What is Host Routing

Host Routing refers to how packets are forwarded once they enter the node's host network namespace — i.e. how the next-hop and target device are decided. Cilium provides two implementations:

  • Legacy Host Routing: the default implementation. Packets traverse the full Linux network stack — netfilter (iptables) hooks, conntrack, and the kernel routing table — before being forwarded to the target device (another Pod's lxc, the node's eth0, a tunnel, etc.). Maximum compatibility, but every hop adds overhead.
  • BPF Host Routing: introduced in cilium 1.9+. A tc-bpf program performs endpoint lookup, service backend lookup, dst MAC rewrite, and redirect to the target device — all at the cilium_host device ingress, completely bypassing netfilter / kernel routing. Higher performance, especially for small-packet latency and throughput.
┌──────────────────────────────────────────────────────┐
│ Packet forwarding path inside the node │
├──────────────────────────────────────────────────────┤
Legacy │ ingress → tc-bpf (policy) → host stack │
│ → netfilter / conntrack → routing table │
│ → veth/eth → out │
├──────────────────────────────────────────────────────┤
BPF host │ ingress → tc-bpf (policy + lookup + redirect) │
routing │ → veth/eth → out (skips netfilter / routing) │
└──────────────────────────────────────────────────────┘

BPF Host Routing Has Two Independent Requirements

Whether cilium actually uses BPF host routing at runtime is gated by two independent conditions, both must hold:

Condition 1: configuration layer doesn't get force-fallback'd

When cilium-agent starts (pkg/kpr/initializer/kube_proxy_replacement.go):

case option.Config.IptablesMasqueradingEnabled():
// BPF host routing requires BPF masquerade. Falling back to legacy.
case !r.kprCfg.KubeProxyReplacement:
// BPF host routing requires KPR=true. Falling back to legacy.

In other words:

  • enableIPv4Masquerade=true without bpf.masquerade=true → uses iptables masquerade → forced fallback to legacy
  • kubeProxyReplacement=false → forced fallback to legacy

To get BPF host routing, you must explicitly set:

kubeProxyReplacement: true
enableIPv4Masquerade: true # or false
bpf:
masquerade: true # the critical switch

Condition 2: packets must actually pass through cilium_host

The BPF host routing code (the ENABLE_HOST_ROUTING branch in bpf/bpf_host.c) only fires inside the tc-bpf program attached to the cilium_host device. If packets never traverse cilium_host, that code is never executed — even if the configuration layer is fully unlocked, runtime still won't use BPF host routing.

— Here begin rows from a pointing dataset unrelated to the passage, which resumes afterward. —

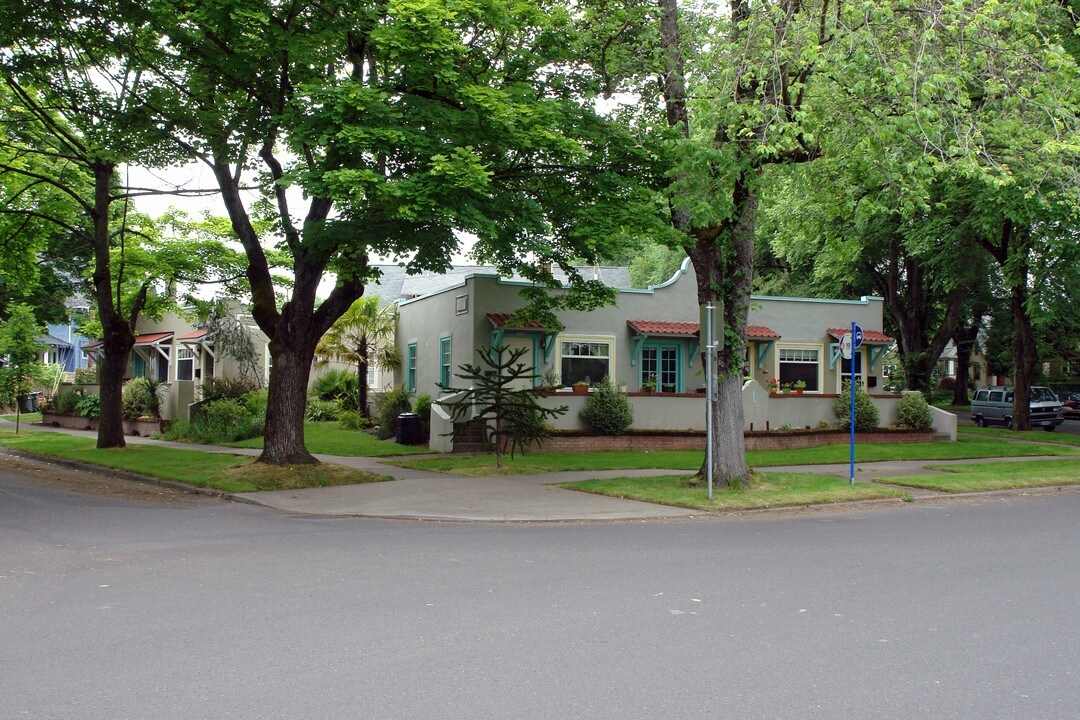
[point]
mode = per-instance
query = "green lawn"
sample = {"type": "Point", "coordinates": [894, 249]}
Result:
{"type": "Point", "coordinates": [1035, 435]}
{"type": "Point", "coordinates": [995, 476]}
{"type": "Point", "coordinates": [328, 438]}
{"type": "Point", "coordinates": [207, 470]}
{"type": "Point", "coordinates": [550, 462]}
{"type": "Point", "coordinates": [25, 417]}
{"type": "Point", "coordinates": [766, 490]}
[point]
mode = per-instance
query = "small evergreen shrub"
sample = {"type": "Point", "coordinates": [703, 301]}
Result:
{"type": "Point", "coordinates": [394, 403]}
{"type": "Point", "coordinates": [139, 399]}
{"type": "Point", "coordinates": [89, 406]}
{"type": "Point", "coordinates": [352, 420]}
{"type": "Point", "coordinates": [866, 413]}
{"type": "Point", "coordinates": [607, 410]}
{"type": "Point", "coordinates": [85, 376]}
{"type": "Point", "coordinates": [65, 402]}
{"type": "Point", "coordinates": [214, 389]}
{"type": "Point", "coordinates": [320, 410]}
{"type": "Point", "coordinates": [914, 411]}
{"type": "Point", "coordinates": [338, 385]}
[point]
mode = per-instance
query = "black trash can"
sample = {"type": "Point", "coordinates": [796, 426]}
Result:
{"type": "Point", "coordinates": [409, 430]}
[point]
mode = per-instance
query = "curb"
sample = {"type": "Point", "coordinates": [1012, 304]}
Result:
{"type": "Point", "coordinates": [125, 475]}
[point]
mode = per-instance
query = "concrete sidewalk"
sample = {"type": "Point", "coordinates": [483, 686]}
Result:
{"type": "Point", "coordinates": [423, 494]}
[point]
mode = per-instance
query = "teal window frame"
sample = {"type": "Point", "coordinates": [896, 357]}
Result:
{"type": "Point", "coordinates": [445, 350]}
{"type": "Point", "coordinates": [660, 345]}
{"type": "Point", "coordinates": [410, 367]}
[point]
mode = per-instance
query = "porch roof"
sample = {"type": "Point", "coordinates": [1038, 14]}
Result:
{"type": "Point", "coordinates": [691, 329]}
{"type": "Point", "coordinates": [872, 337]}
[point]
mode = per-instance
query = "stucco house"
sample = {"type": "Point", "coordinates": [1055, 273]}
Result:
{"type": "Point", "coordinates": [648, 334]}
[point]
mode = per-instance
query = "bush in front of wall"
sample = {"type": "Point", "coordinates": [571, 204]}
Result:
{"type": "Point", "coordinates": [914, 411]}
{"type": "Point", "coordinates": [320, 410]}
{"type": "Point", "coordinates": [394, 403]}
{"type": "Point", "coordinates": [607, 410]}
{"type": "Point", "coordinates": [866, 412]}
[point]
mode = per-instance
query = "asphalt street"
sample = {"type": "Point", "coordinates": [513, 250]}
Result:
{"type": "Point", "coordinates": [176, 607]}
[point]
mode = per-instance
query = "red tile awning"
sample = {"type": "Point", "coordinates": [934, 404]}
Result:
{"type": "Point", "coordinates": [761, 333]}
{"type": "Point", "coordinates": [868, 336]}
{"type": "Point", "coordinates": [662, 327]}
{"type": "Point", "coordinates": [500, 320]}
{"type": "Point", "coordinates": [686, 329]}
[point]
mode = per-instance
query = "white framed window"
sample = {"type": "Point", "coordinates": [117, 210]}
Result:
{"type": "Point", "coordinates": [585, 358]}
{"type": "Point", "coordinates": [799, 363]}
{"type": "Point", "coordinates": [185, 364]}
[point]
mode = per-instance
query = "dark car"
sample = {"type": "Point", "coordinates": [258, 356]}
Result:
{"type": "Point", "coordinates": [1070, 405]}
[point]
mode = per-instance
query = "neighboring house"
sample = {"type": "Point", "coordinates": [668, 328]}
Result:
{"type": "Point", "coordinates": [650, 333]}
{"type": "Point", "coordinates": [176, 352]}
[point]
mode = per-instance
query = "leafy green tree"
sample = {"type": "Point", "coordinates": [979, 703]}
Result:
{"type": "Point", "coordinates": [363, 337]}
{"type": "Point", "coordinates": [19, 347]}
{"type": "Point", "coordinates": [496, 394]}
{"type": "Point", "coordinates": [402, 124]}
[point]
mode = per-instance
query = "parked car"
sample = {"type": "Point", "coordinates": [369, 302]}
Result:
{"type": "Point", "coordinates": [1070, 404]}
{"type": "Point", "coordinates": [995, 405]}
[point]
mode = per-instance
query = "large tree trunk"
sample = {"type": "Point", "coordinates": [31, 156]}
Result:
{"type": "Point", "coordinates": [287, 397]}
{"type": "Point", "coordinates": [1025, 355]}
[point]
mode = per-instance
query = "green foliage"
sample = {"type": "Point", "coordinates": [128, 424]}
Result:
{"type": "Point", "coordinates": [320, 410]}
{"type": "Point", "coordinates": [352, 420]}
{"type": "Point", "coordinates": [65, 402]}
{"type": "Point", "coordinates": [140, 399]}
{"type": "Point", "coordinates": [607, 410]}
{"type": "Point", "coordinates": [914, 411]}
{"type": "Point", "coordinates": [213, 389]}
{"type": "Point", "coordinates": [866, 412]}
{"type": "Point", "coordinates": [85, 376]}
{"type": "Point", "coordinates": [221, 420]}
{"type": "Point", "coordinates": [495, 393]}
{"type": "Point", "coordinates": [337, 385]}
{"type": "Point", "coordinates": [89, 406]}
{"type": "Point", "coordinates": [394, 402]}
{"type": "Point", "coordinates": [422, 407]}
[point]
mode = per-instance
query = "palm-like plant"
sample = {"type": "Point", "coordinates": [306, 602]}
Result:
{"type": "Point", "coordinates": [364, 337]}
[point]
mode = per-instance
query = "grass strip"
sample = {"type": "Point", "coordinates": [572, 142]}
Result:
{"type": "Point", "coordinates": [1034, 435]}
{"type": "Point", "coordinates": [227, 473]}
{"type": "Point", "coordinates": [994, 476]}
{"type": "Point", "coordinates": [765, 490]}
{"type": "Point", "coordinates": [329, 438]}
{"type": "Point", "coordinates": [552, 462]}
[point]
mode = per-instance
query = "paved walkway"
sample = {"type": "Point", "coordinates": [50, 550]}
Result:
{"type": "Point", "coordinates": [423, 494]}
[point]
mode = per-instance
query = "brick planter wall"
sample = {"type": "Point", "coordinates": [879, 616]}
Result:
{"type": "Point", "coordinates": [696, 440]}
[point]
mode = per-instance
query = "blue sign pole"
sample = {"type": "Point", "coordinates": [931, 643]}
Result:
{"type": "Point", "coordinates": [851, 418]}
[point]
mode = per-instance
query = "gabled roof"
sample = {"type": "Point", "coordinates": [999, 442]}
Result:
{"type": "Point", "coordinates": [868, 336]}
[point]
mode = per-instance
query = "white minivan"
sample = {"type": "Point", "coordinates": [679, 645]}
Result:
{"type": "Point", "coordinates": [994, 405]}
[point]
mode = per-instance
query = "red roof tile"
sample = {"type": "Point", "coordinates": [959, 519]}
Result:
{"type": "Point", "coordinates": [661, 327]}
{"type": "Point", "coordinates": [761, 333]}
{"type": "Point", "coordinates": [868, 336]}
{"type": "Point", "coordinates": [499, 320]}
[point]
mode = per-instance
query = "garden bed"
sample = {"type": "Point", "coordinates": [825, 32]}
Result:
{"type": "Point", "coordinates": [143, 426]}
{"type": "Point", "coordinates": [574, 440]}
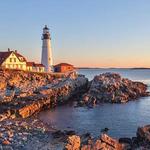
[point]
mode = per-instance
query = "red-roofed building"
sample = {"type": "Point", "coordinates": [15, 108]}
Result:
{"type": "Point", "coordinates": [14, 60]}
{"type": "Point", "coordinates": [63, 67]}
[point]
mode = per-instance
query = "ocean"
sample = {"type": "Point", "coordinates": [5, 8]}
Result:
{"type": "Point", "coordinates": [121, 119]}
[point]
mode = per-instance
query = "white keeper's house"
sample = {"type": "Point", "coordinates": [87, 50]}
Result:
{"type": "Point", "coordinates": [13, 60]}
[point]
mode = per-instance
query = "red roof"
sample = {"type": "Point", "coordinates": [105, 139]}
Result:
{"type": "Point", "coordinates": [30, 63]}
{"type": "Point", "coordinates": [63, 64]}
{"type": "Point", "coordinates": [5, 55]}
{"type": "Point", "coordinates": [39, 65]}
{"type": "Point", "coordinates": [33, 64]}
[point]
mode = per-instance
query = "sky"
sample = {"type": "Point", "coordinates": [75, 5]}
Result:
{"type": "Point", "coordinates": [85, 33]}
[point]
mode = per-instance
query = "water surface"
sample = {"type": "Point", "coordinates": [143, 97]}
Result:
{"type": "Point", "coordinates": [121, 119]}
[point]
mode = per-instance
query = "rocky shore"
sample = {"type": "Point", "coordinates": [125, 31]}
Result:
{"type": "Point", "coordinates": [23, 94]}
{"type": "Point", "coordinates": [112, 88]}
{"type": "Point", "coordinates": [87, 142]}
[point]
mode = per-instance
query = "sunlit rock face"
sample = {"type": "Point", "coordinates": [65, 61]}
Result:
{"type": "Point", "coordinates": [75, 142]}
{"type": "Point", "coordinates": [112, 88]}
{"type": "Point", "coordinates": [26, 93]}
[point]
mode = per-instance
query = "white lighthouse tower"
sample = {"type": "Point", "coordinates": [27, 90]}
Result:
{"type": "Point", "coordinates": [46, 50]}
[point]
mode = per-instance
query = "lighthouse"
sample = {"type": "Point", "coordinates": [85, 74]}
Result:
{"type": "Point", "coordinates": [46, 50]}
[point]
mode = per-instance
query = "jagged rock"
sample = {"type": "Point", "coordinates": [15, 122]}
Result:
{"type": "Point", "coordinates": [111, 88]}
{"type": "Point", "coordinates": [73, 143]}
{"type": "Point", "coordinates": [105, 142]}
{"type": "Point", "coordinates": [27, 92]}
{"type": "Point", "coordinates": [143, 134]}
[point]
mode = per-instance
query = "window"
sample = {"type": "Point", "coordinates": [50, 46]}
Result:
{"type": "Point", "coordinates": [10, 59]}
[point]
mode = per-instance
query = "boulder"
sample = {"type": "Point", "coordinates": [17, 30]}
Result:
{"type": "Point", "coordinates": [112, 88]}
{"type": "Point", "coordinates": [73, 143]}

endpointRoutes.enabled=true mode is exactly this case: each Pod gets its own kernel route on the node (ip route pointing straight at lxc), so packets bypass cilium_host entirely. This is the root reason VPC-CNI Native mode (which mandates endpointRoutes) cannot use BPF host routing — it has nothing to do with the agent's startup fallback check.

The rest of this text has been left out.